Zum anderen erscheint die Konzeptionalisierung der Lübecker Ratsherren als einer distinkten Gruppe, die sich durch einen einheitlichen und relativ fest gefügten Habitus auszeichnete, als problematisch, denn bei den Ratsherren handelte es sich weder um einen sozial homogenen Personenkreis, noch war dieser in kultureller Hinsicht gegenüber anderen Personen und Gruppen der Bürgerschaft und der Oberschichten klar abgegrenzt. Nun wäre es schon allein zur Klärung dieses Punkts wichtig gewesen, wenn die Struktur und Entwicklung des politischen Raums im vormodernen Lübeck in differenzierter Form beschrieben worden wäre. Dies unterbleibt jedoch weitgehend. Rüther beschränkt sich vielmehr darauf, die Sichtweise der älteren Geschichtsschreibung zu referieren, nach der sich die wesentlichen Grundlagen der Lübecker Verfassung, vor allem aber die stark ausgeprägte herrschaftliche Stellung des Rates, bereits im 13. Jahrhundert ausbildete und bis zum Ende des Ancien Régimes weitgehend erhalten blieb. Neuere Forschungen insbesondere von Ernst Pitz legen dagegen nahe, dass sich die Strukturen des politischen Raums im 15. und 16. Jahrhundert grundlegend wandelten. 3 Während die politische Macht im mittelalterlichen Lübeck in der Gemeinde verankert war und es deswegen weder notwendig noch sinnvoll war, einen eigenständigen Herrschaftsanspruch des Rates zu legitimieren oder zu repräsentieren, so wurde letzteres im Laufe der Frühen Neuzeit zu einem zunehmend wichtiger werdenden Erfordernis für die Reproduktion der politischen Ordnung, da die Ratsherren nun eine deutlich abgehobene Position inne hatten. Aus dieser Perspektive erscheinen neben den Wandlungen des religiösen Felds, auf die sich Rüther vornehmlich konzentriert, die Veränderungen der politischen Strukturen gerade während und im Gefolge der Reformation als zentral, um zu erklären, warum sich im nachreformatorischen Lübeck die ratsherrliche Stiftungspraxis im Speziellen und die symbolischen Formen der Repräsentation und Legitimation der politischen Ordnung im Allgemeinen wandelten.

Anmerkungen:
1 Frevert, Ute, Haupt, Heinz-Gerhard (Hgg.), Neue Politikgeschichte. Perspektiven einer historischen Politikforschung, Frankfurt am Main 2005.

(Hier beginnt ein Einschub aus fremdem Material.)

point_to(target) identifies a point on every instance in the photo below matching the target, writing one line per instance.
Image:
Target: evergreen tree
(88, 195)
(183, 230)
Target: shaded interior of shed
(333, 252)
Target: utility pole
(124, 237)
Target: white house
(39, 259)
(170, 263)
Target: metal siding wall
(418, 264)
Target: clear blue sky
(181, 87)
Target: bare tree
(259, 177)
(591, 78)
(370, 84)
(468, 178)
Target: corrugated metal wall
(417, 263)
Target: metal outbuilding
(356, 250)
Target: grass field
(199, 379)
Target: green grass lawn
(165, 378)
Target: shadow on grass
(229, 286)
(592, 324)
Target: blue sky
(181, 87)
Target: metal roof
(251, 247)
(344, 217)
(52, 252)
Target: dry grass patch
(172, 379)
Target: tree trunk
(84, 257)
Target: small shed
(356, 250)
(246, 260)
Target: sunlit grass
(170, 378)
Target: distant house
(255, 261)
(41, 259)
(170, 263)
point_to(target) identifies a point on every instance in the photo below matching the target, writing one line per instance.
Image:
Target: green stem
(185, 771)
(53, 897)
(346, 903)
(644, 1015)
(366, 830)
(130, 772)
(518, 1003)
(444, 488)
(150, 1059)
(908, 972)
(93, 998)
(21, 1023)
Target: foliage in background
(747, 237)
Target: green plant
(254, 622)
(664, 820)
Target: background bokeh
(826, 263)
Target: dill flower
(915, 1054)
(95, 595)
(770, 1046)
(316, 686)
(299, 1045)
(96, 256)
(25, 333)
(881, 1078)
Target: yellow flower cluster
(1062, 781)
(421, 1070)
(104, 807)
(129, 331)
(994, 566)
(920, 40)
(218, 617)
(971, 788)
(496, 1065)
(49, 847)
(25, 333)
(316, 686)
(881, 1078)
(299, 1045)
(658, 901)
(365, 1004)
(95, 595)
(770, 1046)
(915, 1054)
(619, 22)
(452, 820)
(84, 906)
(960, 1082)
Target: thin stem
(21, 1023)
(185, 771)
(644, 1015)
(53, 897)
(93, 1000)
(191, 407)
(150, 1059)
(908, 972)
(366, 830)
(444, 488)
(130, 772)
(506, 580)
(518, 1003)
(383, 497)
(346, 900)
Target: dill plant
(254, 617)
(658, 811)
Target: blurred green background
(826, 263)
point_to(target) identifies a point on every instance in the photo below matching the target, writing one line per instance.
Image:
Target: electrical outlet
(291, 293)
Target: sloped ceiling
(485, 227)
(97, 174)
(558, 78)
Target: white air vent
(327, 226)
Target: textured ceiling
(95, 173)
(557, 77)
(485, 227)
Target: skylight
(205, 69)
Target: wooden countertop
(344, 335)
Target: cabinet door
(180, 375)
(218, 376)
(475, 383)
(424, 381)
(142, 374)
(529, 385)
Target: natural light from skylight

2 Vgl. hierzu Schütz, Alfred, Symbol, Wirklichkeit und Gesellschaft, in: Ders., Gesammelte Aufsätze, Bd. 1: Das Problem der sozialen Wirklichkeit, Den Haag 1971, S. 331-411.
3 Pitz, Ernst, Bürgereinung und Städteeinung. Studien zur Verfassungsgeschichte der Hansestädte und der deutschen Hanse, Köln 2001.